Our findings indicate that the thresholds of PSI as well as the duration between AVC and regional PLS, as measures of PSS, can help the detection of LV myocardial ischemic segments in functionally significant intermediate LAD lesions.

Moreover, the cut-off points for the detection of the myocardial ischemic segments can be used as adjunctive to the standard diagnostic tools to differentiate functionally significant from non-functionally significant intermediate LAD lesions in patients with stable CAD.
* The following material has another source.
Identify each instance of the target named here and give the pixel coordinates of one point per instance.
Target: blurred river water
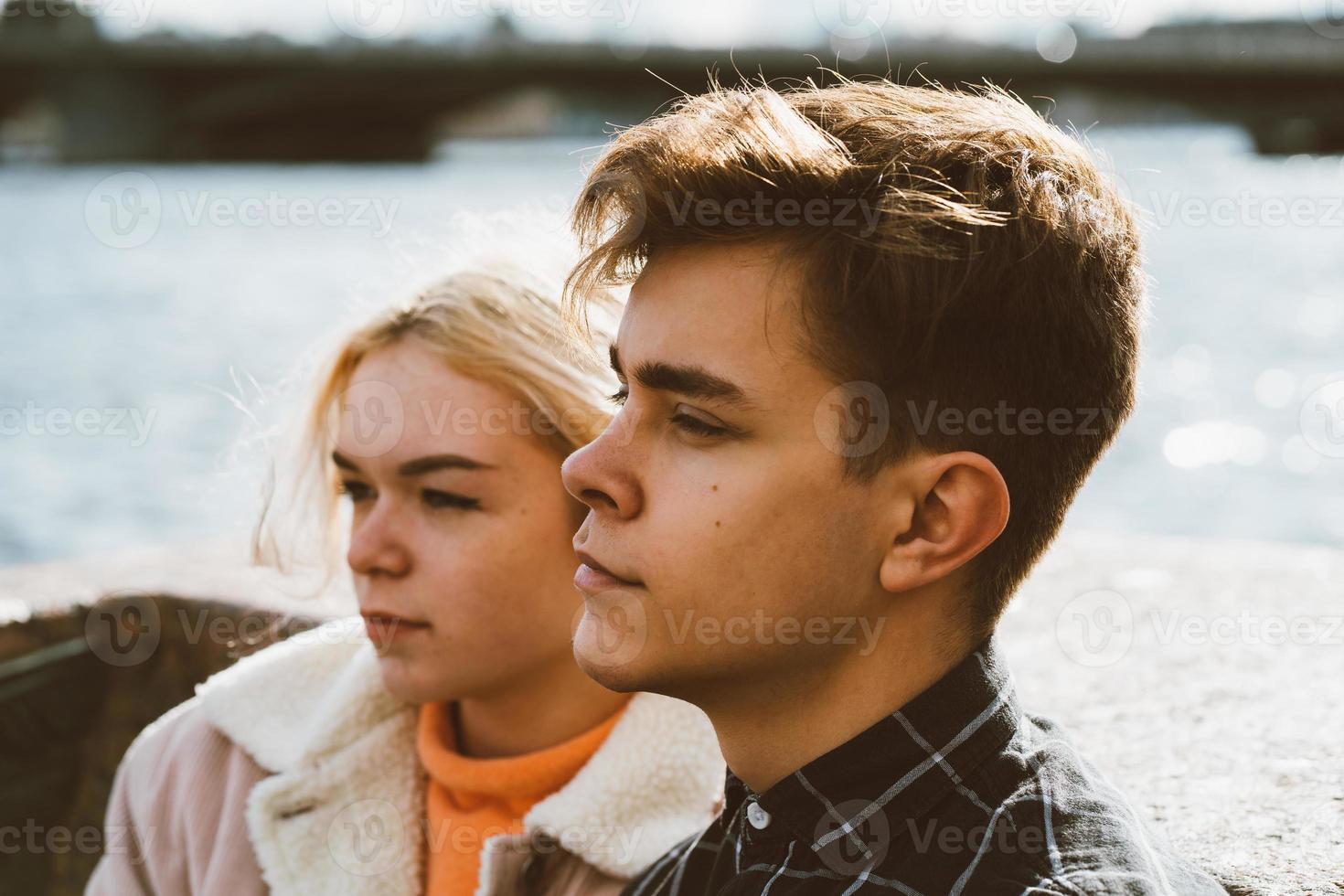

Although this study was powered to test the diagnostic performance of the tested measures using ROC curve analysis, the results may be limited by non-testing of the agreement between the echocardiographic operators. In addition, stress echocardiography was not performed in the current study. Further studies need to be conducted using stress echocardiography to reveal the effect of exercise or medications on the same parameters for the detection of ischemic segments confirmed by FFR.

Study limitations

The current study was single centered. Although this study was powered to test the diagnostic performance of the tested measures using ROC curve analysis, the results may be limited by non-testing of the agreement between the echocardiographic operators. In addition, stress echocardiography was not performed in the current study, using stress echocardiography may reveal the effect of exercise or medications on the same parameters for the detection of ischemic segments confirmed by FFR.

Clinical implication

Resting myocardial deformation indices including regional PLS and GLS can be used as non-invasive tool to aid in assessment of intermediate coronary artery stenosis. Also, using the appropriate cut-off values of PSI and duration between AVC and regional PLS can identify functionally significant LAD stenotic lesions.

Conclusion

In patients with stable CAD having 50–70% LAD coronary artery stenotic lesions, the 2-D speckle tracking regional PLS and GLS had significant correlations with FFR values. The PSS measures, including PSI and the duration between AVC and regional PLS, enabled the identification of segments with FFR values ≤ 0. 8 using the appropriate threshold with reasonable diagnostic accuracy.

Recommendation

Future studies can test significance of measures on larger cohort. As well as, further studies can be conducted using stress echocardiography to reveal the effect of exercise or medications on the same parameters for the detection of ischemic segments confirmed by FFR.